There was, too, a subtle reaction against the idea of a purely mechanistic universe, the mathematical world of Newtonian physics, the hard material world of objects and impacts.  These doubts, expressed especially in Germany, favored a softer ‘dynamic’ science of invisible powers and mysterious energies of fluidity and transformations, of growth and organic change.  This is one of the reasons that the study of electricity (and chemistry in general) become the signature science of the period; though astronomy itself, once the exemplary science of the Enlightenment, would also be changed by Romantic cosmology.”

Holmes, Richard.  ”Prologue.”  The Age of Wonder.

The Age of Wonder: “Prologue” (excerpt one)

Wednesday, July 14th, 2010

“Romanticism as a cultural force is generally regarded as intensely hostile to science, its ideal of subjectivity eternally opposed to that of scientific objectivity.  But I do not believe this was always the case, or that the terms are so mutually exclusive.  The notion of wonder seems to be something that once united them, and can still do.  In effect there is Romantic science in the same sense that there is Romantic poetry, and often for the same enduring reasons.

The scientific revolution, of the seventeenth century, is familiarly associated with the names of Newton, Hooke, Locke and Descartes, and the almost simultaneous foundations of the Royal Society in London and the Académie des Sciences in Paris.  Its existence has long been accepted, and the biographies of its leading figures are well know.  But this second revolution was something different.  The first person who referred to a ‘second scientific revolution’ was probably the poet Coleridge in his Philosophical Lectures of 1819.  It was inspired primarily by a sudden series of breakthroughs in the fields of astronomy and chemistry.  It was a movement that grew out of eighteenth-century Enlightenment rationalism, but largely transformed it, by bringing a new imaginative intensity and excitement to scientific work.  It was driven by a common ideal of intense, even reckless, personal commitment to discovery.

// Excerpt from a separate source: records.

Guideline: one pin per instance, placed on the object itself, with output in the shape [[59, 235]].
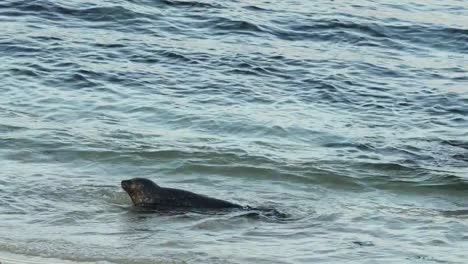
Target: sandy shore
[[10, 258]]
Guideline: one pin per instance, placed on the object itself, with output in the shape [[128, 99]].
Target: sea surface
[[348, 117]]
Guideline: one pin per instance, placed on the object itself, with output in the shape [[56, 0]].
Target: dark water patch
[[55, 11], [190, 4], [232, 26]]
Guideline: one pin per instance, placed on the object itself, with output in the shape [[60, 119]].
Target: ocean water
[[350, 117]]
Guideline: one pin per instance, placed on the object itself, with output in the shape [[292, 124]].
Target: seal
[[147, 194]]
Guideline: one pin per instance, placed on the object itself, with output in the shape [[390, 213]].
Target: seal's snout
[[125, 184]]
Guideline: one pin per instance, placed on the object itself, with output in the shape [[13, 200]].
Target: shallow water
[[348, 116]]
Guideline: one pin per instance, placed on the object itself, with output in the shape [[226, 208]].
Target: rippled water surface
[[350, 117]]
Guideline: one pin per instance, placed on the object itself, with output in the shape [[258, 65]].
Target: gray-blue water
[[351, 117]]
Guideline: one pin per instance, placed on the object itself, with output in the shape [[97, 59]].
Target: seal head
[[143, 192]]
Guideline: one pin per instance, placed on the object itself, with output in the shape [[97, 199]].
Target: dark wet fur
[[148, 197], [146, 194]]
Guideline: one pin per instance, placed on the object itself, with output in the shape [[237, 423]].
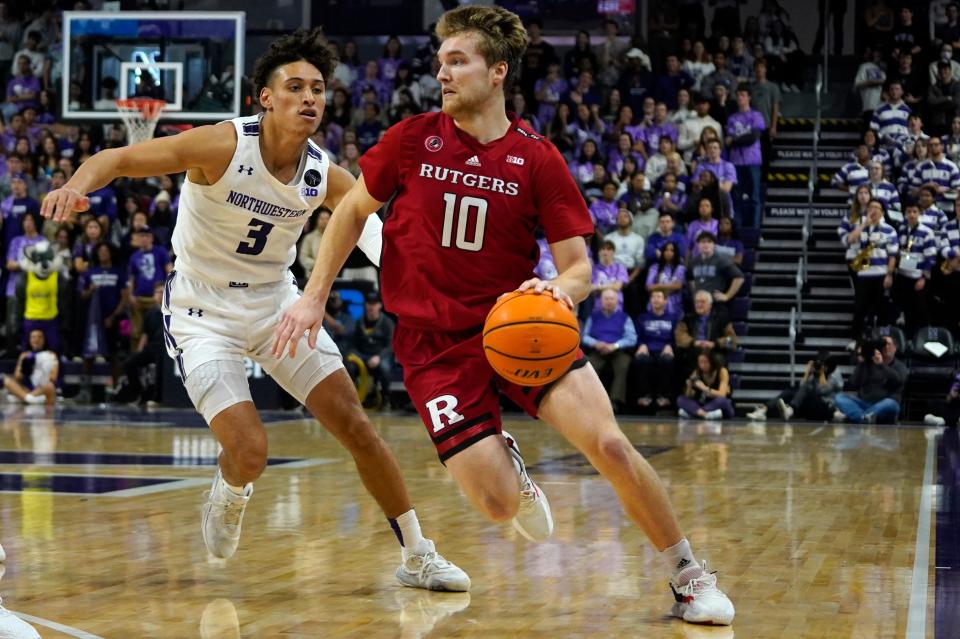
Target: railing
[[793, 346]]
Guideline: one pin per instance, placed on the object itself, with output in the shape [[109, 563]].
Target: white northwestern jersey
[[244, 228]]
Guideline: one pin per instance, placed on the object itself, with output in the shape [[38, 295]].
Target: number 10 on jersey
[[463, 214]]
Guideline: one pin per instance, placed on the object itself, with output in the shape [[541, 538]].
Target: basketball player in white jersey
[[251, 184]]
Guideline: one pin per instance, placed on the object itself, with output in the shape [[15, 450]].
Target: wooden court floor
[[812, 528]]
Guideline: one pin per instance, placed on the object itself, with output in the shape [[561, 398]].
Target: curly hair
[[502, 37], [309, 46]]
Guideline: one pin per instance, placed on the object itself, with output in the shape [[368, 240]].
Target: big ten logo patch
[[253, 369]]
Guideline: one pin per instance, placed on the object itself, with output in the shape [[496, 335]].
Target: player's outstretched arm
[[207, 148], [350, 216], [572, 285]]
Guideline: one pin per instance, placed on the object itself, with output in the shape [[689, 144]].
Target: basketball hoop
[[140, 116]]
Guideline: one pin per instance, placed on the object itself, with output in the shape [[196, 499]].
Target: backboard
[[191, 60]]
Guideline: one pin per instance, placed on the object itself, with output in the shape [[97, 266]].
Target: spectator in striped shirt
[[930, 215], [949, 286], [883, 190], [941, 174], [905, 144], [855, 218], [909, 174], [877, 152], [853, 174], [890, 118], [878, 240], [918, 253]]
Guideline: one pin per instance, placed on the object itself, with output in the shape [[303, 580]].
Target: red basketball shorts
[[454, 388]]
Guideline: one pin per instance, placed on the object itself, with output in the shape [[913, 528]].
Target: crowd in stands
[[665, 138]]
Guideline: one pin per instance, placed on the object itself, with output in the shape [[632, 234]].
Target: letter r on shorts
[[443, 405]]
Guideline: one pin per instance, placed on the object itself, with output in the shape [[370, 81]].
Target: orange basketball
[[530, 339]]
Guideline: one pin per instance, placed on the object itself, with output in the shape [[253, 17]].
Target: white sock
[[240, 491], [408, 532], [678, 557]]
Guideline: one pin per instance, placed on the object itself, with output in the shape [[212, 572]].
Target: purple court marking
[[947, 574]]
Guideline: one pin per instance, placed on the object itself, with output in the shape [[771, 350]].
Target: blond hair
[[501, 35]]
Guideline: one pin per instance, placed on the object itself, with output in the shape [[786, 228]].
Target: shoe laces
[[431, 563], [703, 585], [232, 510]]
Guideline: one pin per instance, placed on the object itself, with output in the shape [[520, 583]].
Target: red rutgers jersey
[[460, 230]]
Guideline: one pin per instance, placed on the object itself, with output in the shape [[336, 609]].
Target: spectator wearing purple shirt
[[654, 359], [659, 238], [371, 79], [604, 210], [14, 207], [148, 265], [724, 171], [548, 91], [22, 91], [704, 222], [667, 275], [727, 243], [582, 167], [744, 129], [624, 150], [15, 251], [661, 127], [670, 197], [546, 268], [608, 274], [103, 203], [390, 61]]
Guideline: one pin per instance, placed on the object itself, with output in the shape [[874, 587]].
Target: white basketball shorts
[[205, 322]]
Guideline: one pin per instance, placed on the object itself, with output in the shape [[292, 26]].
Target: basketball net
[[140, 117]]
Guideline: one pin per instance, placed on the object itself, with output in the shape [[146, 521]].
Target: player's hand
[[306, 314], [60, 204], [539, 286]]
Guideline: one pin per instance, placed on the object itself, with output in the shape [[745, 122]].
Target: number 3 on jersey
[[259, 230], [463, 215]]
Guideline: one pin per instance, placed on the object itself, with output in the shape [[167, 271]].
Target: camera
[[869, 347]]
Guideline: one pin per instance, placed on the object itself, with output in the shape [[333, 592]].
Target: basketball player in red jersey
[[468, 186]]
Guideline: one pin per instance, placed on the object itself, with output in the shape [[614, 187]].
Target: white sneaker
[[699, 600], [222, 515], [426, 568], [534, 520], [785, 409], [934, 420], [13, 627]]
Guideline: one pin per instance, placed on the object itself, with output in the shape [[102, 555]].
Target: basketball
[[530, 339]]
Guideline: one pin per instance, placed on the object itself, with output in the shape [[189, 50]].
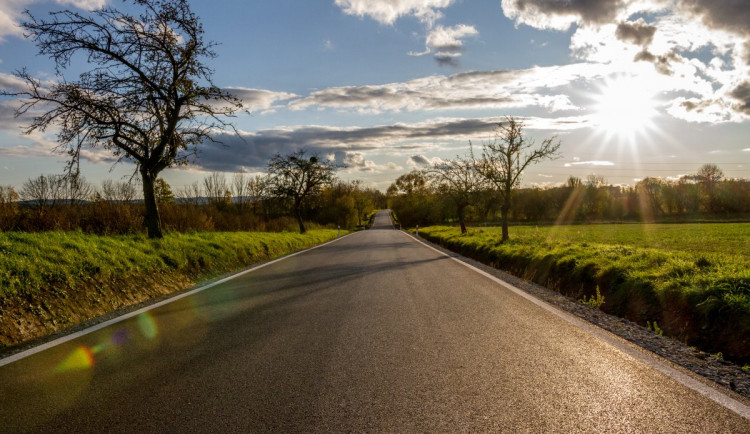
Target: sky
[[630, 88]]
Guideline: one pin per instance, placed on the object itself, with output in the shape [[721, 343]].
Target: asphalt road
[[373, 332]]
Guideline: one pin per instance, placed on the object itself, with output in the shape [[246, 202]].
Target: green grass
[[35, 262], [693, 279]]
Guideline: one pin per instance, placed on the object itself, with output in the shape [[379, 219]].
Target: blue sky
[[631, 88]]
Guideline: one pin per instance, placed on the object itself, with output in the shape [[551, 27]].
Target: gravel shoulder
[[722, 373]]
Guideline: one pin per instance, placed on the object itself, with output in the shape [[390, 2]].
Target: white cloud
[[590, 163], [534, 87], [356, 162], [259, 99], [446, 43], [420, 160], [11, 10], [388, 11], [702, 47]]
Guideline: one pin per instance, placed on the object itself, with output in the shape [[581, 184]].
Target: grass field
[[692, 279], [52, 280], [32, 262]]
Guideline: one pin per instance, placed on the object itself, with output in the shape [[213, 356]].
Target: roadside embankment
[[700, 297], [53, 280]]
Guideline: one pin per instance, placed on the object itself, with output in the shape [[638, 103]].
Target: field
[[52, 280], [693, 280]]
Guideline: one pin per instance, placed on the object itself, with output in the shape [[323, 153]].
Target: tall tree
[[507, 156], [297, 177], [149, 98]]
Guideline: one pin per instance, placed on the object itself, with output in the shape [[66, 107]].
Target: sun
[[624, 108]]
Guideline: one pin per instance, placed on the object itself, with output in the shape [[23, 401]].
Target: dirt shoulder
[[723, 373]]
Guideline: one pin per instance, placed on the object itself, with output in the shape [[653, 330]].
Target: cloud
[[590, 163], [419, 160], [638, 32], [560, 15], [388, 11], [446, 43], [11, 10], [356, 162], [259, 99], [534, 87], [741, 94], [254, 149], [703, 45]]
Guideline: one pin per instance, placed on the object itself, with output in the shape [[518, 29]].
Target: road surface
[[373, 332]]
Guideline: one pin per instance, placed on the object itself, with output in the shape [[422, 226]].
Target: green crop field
[[31, 262], [693, 279], [52, 280]]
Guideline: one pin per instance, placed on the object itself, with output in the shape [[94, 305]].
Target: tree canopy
[[149, 97]]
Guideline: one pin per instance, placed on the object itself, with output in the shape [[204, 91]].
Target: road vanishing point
[[374, 332]]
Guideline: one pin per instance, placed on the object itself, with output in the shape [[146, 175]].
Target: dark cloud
[[259, 99], [254, 150], [732, 15], [592, 11], [742, 94], [729, 15], [419, 160], [477, 89], [661, 63], [637, 32]]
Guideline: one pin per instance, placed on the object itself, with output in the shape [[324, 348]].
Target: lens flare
[[80, 359], [147, 326]]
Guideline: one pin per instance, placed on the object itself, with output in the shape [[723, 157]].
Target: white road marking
[[638, 354], [70, 337]]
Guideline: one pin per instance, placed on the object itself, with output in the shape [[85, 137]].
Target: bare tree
[[363, 202], [460, 180], [505, 158], [44, 190], [77, 189], [239, 188], [149, 97], [257, 190], [297, 177], [118, 191], [708, 177]]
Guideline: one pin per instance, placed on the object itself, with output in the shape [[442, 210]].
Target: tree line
[[306, 193], [426, 197]]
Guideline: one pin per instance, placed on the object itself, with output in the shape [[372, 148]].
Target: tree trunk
[[153, 220], [461, 219], [298, 213], [504, 208]]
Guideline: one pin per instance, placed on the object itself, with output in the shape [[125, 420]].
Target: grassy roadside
[[53, 280], [692, 280]]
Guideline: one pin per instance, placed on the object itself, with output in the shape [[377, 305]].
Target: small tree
[[149, 97], [363, 202], [506, 157], [460, 180], [708, 177], [163, 191], [297, 177]]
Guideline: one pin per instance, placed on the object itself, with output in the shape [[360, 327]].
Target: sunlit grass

It was also a movement of transition.  It flourished for a relatively brief time, perhaps two generations, but produced long-lasting consequences – raising hopes and questions – that are still with us today.  Romantic science can be dated roughly, and certainly symbolically, between two celebrated voyages of exploration.  These were Captain James Cook’s first round-the-world expedition aboard the Endeavor, begun in 1768, and Charles Darwin’s voyage to the Galapagos islands aboard the Beagle, begun in 1831.  This is the time I have called the Age of Wonder, and with any luck we have not yet quite outgrown it.

The idea of the exploratory voyage, often lonely and perilous, is in one form or another a central and defining metaphor of Romantic science.”

Holmes, Richard.  ”Prologue.”  The Age of Wonder.